Al día siguiente reuní a todos mis hijos en la sala.

—Niños, tengo algo importante que decirles —comencé, con el corazón latiéndome fuerte—. Van a tener un nuevo hermanito o hermanita.

El silencio duró apenas un segundo antes de que Emma gritara “¡Yay!” y todos empezaran a hacer preguntas al mismo tiempo.

—¿Miguel va a volver? —preguntó Sofía.

—No, mi amor. Va a ser como siempre. Nosotros solos.

—Pero juntos —añadió Carlos.

—Pero juntos —confirmé.

Esa noche, mientras organizaba el presupuesto familiar para incluir los gastos del bebé, me di cuenta de algo: había estado tan enfocada en buscar a alguien que nos mantuviera que había olvidado que yo ya había estado manteniéndonos todo este tiempo. Sí, sería difícil. Sí, tendría que hacer sacrificios. Pero no era la primera vez, y había salido adelante antes.

Unos días después, Miguel me llamó.

—Elena, he estado pensando. Tal vez podríamos intentarlo otra vez.

—¿Qué ha cambiado? —le pregunté, aunque ya sabía la respuesta.

—He hablado con mi mamá. Dice que debería asumir mi responsabilidad.

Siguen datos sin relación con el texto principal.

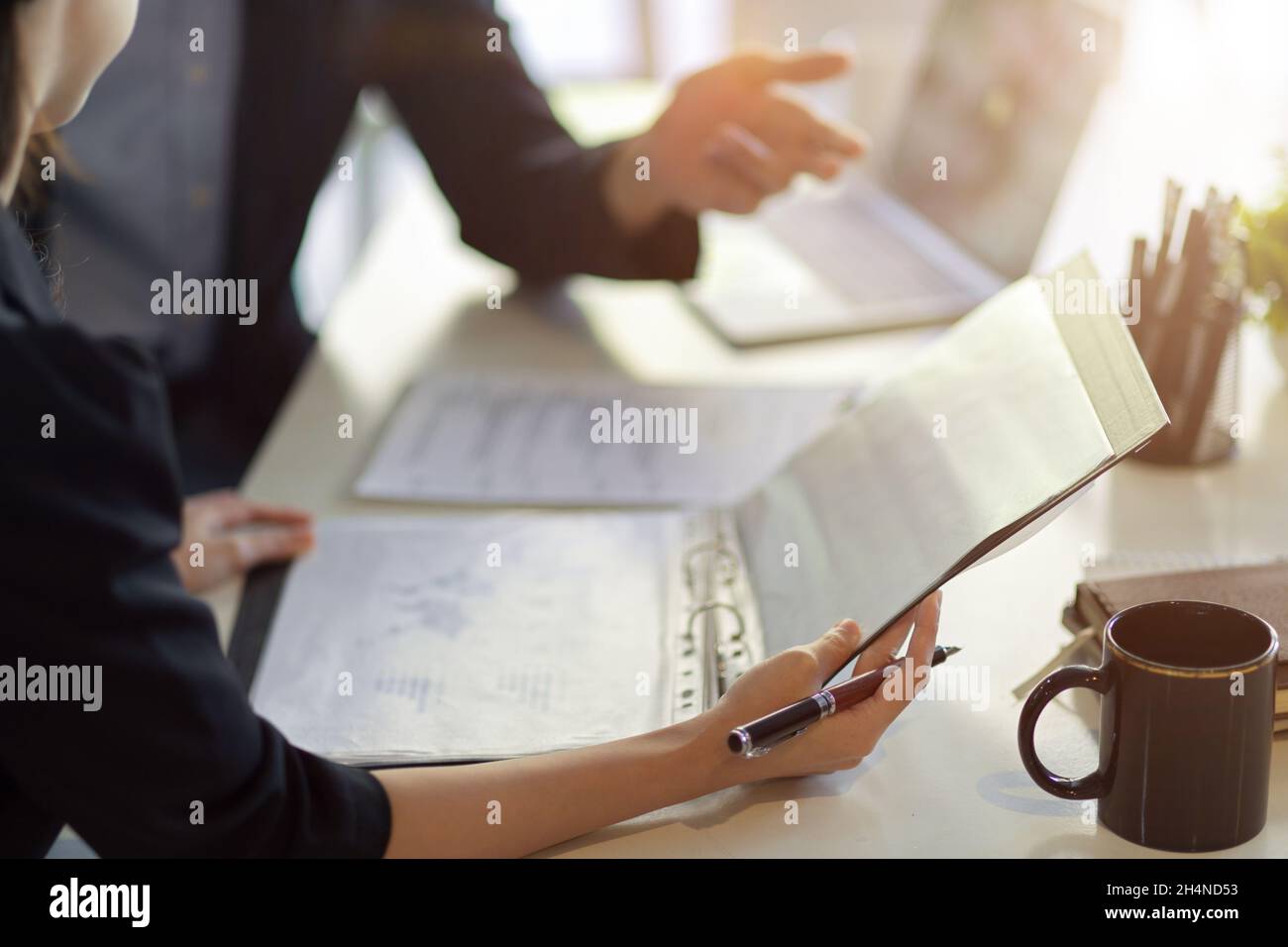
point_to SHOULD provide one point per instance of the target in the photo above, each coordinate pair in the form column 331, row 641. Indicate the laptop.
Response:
column 1000, row 103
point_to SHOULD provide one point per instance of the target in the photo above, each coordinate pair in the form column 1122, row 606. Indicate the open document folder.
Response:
column 476, row 637
column 531, row 440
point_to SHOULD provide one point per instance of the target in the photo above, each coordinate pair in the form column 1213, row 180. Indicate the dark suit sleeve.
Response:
column 174, row 762
column 524, row 191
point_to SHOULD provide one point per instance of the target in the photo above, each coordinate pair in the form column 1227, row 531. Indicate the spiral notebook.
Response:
column 473, row 637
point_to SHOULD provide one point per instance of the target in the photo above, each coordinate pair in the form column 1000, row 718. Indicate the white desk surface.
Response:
column 945, row 780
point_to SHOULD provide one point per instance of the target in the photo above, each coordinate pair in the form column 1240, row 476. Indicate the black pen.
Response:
column 760, row 736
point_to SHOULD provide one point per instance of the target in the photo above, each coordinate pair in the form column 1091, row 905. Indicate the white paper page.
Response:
column 527, row 440
column 455, row 659
column 986, row 425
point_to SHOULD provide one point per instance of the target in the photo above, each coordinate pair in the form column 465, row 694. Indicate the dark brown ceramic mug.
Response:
column 1186, row 724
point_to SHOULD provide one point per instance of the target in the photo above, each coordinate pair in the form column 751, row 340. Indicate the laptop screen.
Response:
column 1005, row 91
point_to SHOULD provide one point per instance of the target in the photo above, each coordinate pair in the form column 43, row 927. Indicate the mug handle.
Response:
column 1091, row 787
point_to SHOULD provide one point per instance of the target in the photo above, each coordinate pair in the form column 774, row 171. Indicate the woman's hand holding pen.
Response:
column 840, row 741
column 550, row 797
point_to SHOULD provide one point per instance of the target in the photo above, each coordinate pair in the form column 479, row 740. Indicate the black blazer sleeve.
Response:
column 174, row 762
column 524, row 191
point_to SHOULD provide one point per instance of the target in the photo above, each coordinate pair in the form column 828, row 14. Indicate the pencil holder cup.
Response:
column 1185, row 321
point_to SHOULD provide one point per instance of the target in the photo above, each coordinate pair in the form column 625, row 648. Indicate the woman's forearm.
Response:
column 522, row 805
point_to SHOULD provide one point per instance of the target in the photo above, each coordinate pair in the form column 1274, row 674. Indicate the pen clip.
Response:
column 764, row 749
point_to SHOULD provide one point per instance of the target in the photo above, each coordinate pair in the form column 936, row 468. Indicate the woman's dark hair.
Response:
column 27, row 200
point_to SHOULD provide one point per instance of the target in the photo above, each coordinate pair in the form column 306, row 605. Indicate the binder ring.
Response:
column 721, row 552
column 709, row 607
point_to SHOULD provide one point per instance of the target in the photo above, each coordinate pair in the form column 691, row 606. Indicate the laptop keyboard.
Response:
column 848, row 243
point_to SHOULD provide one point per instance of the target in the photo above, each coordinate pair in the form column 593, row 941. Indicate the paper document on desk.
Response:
column 533, row 440
column 990, row 429
column 482, row 637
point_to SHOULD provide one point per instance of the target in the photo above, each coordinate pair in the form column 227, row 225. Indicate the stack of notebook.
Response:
column 1261, row 590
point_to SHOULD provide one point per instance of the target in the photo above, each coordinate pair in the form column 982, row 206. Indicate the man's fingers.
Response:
column 259, row 547
column 835, row 648
column 791, row 125
column 751, row 169
column 793, row 67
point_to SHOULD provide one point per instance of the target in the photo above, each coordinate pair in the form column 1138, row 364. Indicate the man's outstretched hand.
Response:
column 730, row 138
column 226, row 535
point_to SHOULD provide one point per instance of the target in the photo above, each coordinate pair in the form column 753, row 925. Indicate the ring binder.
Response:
column 726, row 648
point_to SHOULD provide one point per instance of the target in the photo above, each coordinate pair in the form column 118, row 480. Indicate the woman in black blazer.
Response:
column 159, row 751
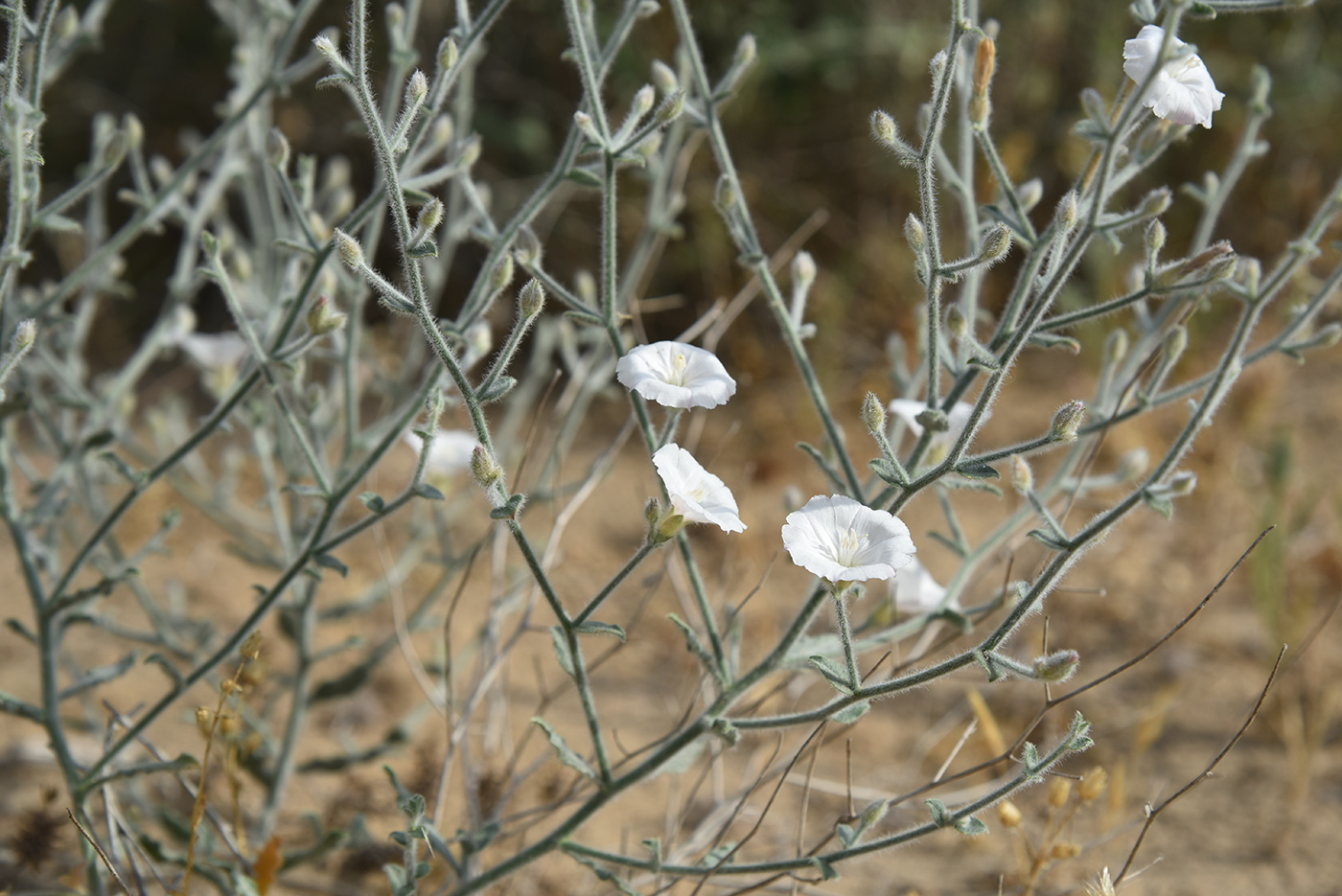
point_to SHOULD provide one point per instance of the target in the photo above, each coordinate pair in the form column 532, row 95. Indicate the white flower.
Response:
column 214, row 351
column 697, row 494
column 908, row 409
column 1183, row 90
column 842, row 540
column 675, row 375
column 451, row 452
column 916, row 591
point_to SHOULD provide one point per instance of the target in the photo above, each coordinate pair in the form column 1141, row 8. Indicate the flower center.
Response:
column 678, row 366
column 849, row 542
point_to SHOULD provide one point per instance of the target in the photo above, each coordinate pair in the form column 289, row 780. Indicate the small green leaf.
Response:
column 852, row 712
column 970, row 826
column 561, row 747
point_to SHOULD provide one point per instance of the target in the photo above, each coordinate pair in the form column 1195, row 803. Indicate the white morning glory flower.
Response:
column 916, row 591
column 842, row 540
column 1183, row 91
column 908, row 409
column 697, row 494
column 214, row 351
column 451, row 452
column 675, row 375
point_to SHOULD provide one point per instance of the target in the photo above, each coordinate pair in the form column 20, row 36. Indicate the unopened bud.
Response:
column 322, row 317
column 351, row 252
column 802, row 271
column 1008, row 815
column 447, row 54
column 643, row 100
column 530, row 299
column 1154, row 239
column 1022, row 476
column 1067, row 422
column 874, row 415
column 1181, row 484
column 915, row 234
column 485, row 470
column 664, row 78
column 277, row 149
column 1030, row 194
column 429, row 217
column 1093, row 784
column 502, row 274
column 996, row 244
column 1053, row 668
column 526, row 248
column 1059, row 789
column 747, row 51
column 883, row 127
column 956, row 322
column 1067, row 212
column 418, row 87
column 24, row 334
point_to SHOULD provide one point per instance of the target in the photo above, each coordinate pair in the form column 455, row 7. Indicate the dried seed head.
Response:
column 1059, row 791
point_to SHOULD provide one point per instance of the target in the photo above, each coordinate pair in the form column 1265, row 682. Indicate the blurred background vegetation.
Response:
column 798, row 129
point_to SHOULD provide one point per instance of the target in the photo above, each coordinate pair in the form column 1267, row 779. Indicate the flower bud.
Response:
column 502, row 274
column 802, row 271
column 429, row 217
column 996, row 244
column 747, row 51
column 1008, row 815
column 915, row 234
column 1059, row 791
column 883, row 127
column 1154, row 239
column 351, row 252
column 1067, row 422
column 277, row 149
column 1022, row 476
column 956, row 322
column 1056, row 667
column 324, row 318
column 874, row 415
column 643, row 100
column 485, row 470
column 447, row 54
column 664, row 78
column 418, row 87
column 1093, row 784
column 530, row 299
column 24, row 334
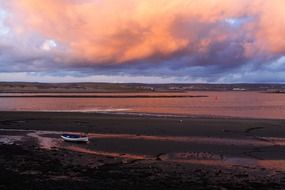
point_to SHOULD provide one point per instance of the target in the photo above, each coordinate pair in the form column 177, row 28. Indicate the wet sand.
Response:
column 143, row 152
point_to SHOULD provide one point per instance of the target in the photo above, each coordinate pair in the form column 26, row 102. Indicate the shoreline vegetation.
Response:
column 143, row 152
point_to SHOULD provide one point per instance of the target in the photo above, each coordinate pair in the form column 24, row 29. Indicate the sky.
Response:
column 161, row 41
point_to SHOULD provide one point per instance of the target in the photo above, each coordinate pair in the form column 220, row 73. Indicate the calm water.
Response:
column 234, row 104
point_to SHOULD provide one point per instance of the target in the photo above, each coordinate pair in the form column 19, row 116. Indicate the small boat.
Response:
column 74, row 138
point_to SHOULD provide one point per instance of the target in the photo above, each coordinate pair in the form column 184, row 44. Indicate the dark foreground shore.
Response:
column 140, row 152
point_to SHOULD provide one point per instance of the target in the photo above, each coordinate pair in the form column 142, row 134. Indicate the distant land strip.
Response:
column 102, row 96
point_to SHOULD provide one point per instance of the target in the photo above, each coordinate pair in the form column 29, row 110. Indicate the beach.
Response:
column 140, row 151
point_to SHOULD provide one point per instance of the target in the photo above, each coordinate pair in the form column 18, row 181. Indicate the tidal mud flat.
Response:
column 143, row 152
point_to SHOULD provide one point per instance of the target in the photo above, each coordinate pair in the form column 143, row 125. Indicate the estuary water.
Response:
column 197, row 103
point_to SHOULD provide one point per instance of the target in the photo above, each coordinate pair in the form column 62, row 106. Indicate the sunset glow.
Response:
column 171, row 41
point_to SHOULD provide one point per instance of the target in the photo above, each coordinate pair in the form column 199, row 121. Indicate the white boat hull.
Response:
column 70, row 139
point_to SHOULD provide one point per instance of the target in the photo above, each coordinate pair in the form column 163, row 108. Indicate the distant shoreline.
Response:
column 102, row 96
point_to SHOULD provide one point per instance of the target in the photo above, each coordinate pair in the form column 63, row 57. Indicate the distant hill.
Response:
column 133, row 87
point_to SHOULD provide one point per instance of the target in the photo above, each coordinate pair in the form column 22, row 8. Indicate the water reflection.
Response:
column 233, row 104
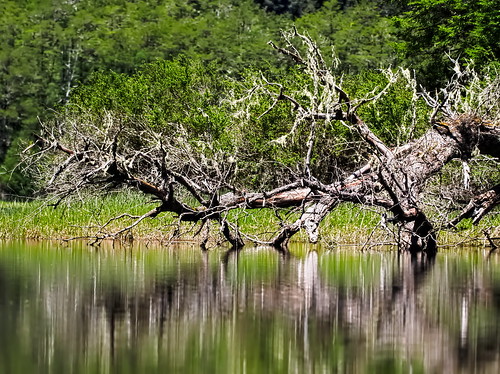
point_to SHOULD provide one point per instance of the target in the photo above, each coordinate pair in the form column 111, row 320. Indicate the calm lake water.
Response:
column 75, row 309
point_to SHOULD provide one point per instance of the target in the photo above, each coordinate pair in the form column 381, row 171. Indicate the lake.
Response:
column 79, row 309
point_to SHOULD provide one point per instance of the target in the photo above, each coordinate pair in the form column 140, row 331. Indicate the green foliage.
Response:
column 49, row 47
column 433, row 29
column 362, row 37
column 161, row 95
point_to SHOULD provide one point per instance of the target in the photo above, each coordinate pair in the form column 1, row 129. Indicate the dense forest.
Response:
column 56, row 52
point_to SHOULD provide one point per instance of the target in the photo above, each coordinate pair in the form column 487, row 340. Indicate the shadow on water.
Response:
column 183, row 310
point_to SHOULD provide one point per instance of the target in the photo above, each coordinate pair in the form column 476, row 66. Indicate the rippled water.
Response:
column 75, row 309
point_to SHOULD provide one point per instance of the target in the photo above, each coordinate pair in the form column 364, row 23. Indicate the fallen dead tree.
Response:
column 198, row 189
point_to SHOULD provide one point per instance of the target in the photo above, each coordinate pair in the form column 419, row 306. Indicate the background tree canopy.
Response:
column 51, row 47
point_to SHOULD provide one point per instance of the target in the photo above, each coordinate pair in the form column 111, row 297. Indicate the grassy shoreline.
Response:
column 347, row 224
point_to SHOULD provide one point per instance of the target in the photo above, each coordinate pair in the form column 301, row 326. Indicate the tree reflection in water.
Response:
column 183, row 310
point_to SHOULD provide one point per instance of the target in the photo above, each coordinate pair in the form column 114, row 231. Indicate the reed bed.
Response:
column 92, row 216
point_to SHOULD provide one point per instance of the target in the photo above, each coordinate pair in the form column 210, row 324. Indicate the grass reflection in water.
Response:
column 179, row 310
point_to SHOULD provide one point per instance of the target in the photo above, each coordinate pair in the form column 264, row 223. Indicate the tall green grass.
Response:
column 84, row 217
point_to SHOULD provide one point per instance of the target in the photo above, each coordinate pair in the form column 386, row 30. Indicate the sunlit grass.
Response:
column 92, row 215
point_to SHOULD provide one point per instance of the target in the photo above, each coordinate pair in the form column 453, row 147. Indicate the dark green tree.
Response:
column 432, row 30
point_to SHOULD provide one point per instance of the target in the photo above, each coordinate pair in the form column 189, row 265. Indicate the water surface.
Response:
column 78, row 309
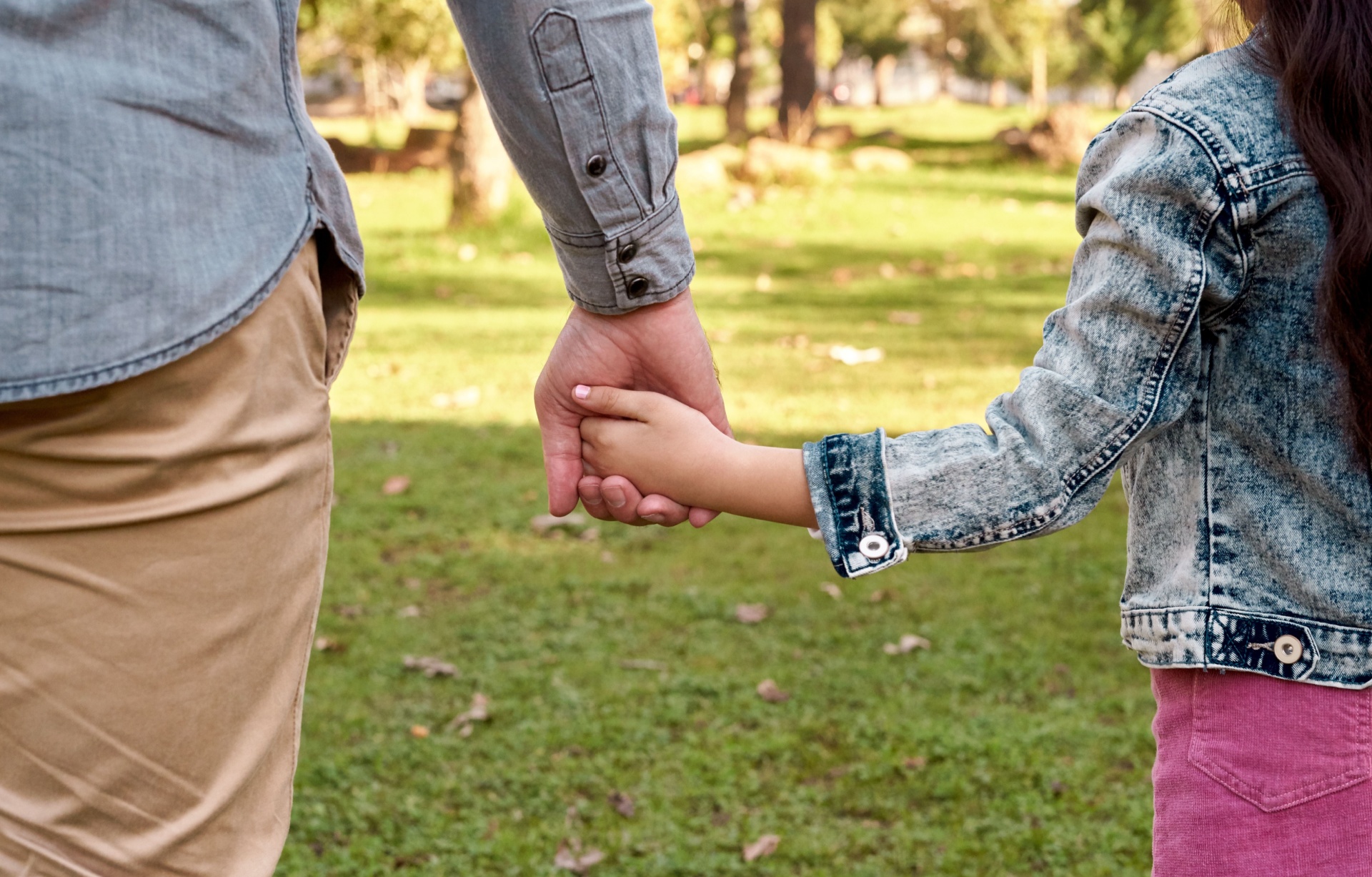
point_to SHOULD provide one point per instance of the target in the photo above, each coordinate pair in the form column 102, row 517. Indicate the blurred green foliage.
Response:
column 1017, row 744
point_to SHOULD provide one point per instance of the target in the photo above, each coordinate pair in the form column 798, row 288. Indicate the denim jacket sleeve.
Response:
column 577, row 95
column 1118, row 362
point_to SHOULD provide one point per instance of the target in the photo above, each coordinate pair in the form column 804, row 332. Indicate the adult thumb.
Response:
column 615, row 402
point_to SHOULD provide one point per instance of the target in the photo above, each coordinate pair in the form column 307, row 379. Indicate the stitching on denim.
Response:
column 1113, row 445
column 653, row 222
column 600, row 101
column 538, row 52
column 612, row 246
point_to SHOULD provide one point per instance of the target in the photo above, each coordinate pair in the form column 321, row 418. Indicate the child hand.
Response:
column 653, row 441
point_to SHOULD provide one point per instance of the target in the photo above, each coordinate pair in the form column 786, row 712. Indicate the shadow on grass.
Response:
column 615, row 665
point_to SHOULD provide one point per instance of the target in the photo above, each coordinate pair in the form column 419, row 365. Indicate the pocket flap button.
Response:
column 875, row 547
column 1287, row 650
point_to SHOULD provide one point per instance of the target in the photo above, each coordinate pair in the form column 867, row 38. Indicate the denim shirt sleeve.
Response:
column 577, row 94
column 1118, row 362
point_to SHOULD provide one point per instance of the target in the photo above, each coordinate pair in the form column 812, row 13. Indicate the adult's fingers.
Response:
column 592, row 498
column 622, row 500
column 663, row 511
column 615, row 402
column 562, row 463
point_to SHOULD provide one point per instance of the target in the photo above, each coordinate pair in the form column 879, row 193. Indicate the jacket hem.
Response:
column 1218, row 638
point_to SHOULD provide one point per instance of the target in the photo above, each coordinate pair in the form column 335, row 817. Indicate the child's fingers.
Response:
column 615, row 402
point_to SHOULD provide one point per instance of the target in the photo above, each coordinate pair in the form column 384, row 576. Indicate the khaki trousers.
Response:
column 162, row 548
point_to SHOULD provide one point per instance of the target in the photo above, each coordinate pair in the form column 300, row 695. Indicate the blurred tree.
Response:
column 736, row 112
column 873, row 28
column 690, row 36
column 482, row 171
column 796, row 112
column 1023, row 41
column 1123, row 34
column 392, row 44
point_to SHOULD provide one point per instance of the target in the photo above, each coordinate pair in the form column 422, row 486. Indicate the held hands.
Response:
column 674, row 450
column 657, row 347
column 656, row 442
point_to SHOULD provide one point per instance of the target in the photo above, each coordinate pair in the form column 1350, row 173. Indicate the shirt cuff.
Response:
column 851, row 496
column 645, row 264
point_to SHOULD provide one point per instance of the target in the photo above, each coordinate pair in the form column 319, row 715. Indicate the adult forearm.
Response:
column 575, row 89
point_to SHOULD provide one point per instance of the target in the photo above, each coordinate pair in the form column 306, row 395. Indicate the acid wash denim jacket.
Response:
column 1187, row 356
column 158, row 172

—Miguel, yo no necesito que asumas ninguna responsabilidad por obligación. Mis hijos y yo no somos una carga que tengas que cargar.

—Pero Elena, sé que me necesitas. Económicamente hablando.

—¿Sabes qué? Tienes razón. Sí necesitaba ayuda económica. Pero lo que más necesitaba era a alguien que nos quisiera, que viera nuestra familia como una bendición, no como un peso. Y ese alguien claramente no eres tú.

—Elena, no seas orgullosa. Piensa en el bebé.

—Estoy pensando en el bebé. Y en mis otros siete hijos. Y en mí. Y por eso te digo que no. Prefiero que seamos pobres pero dignos, a que tengamos dinero pero vivamos con alguien que nos ve como una obligación.

Después de colgar, me sentí más liviana que en semanas. Por primera vez en mucho tiempo, no estaba buscando a alguien que me rescatara. Estaba lista para rescatarme yo misma. Otra vez.

Porque al final, mis hijos tenían razón: ya éramos una familia completa. Todo lo demás era solo extra.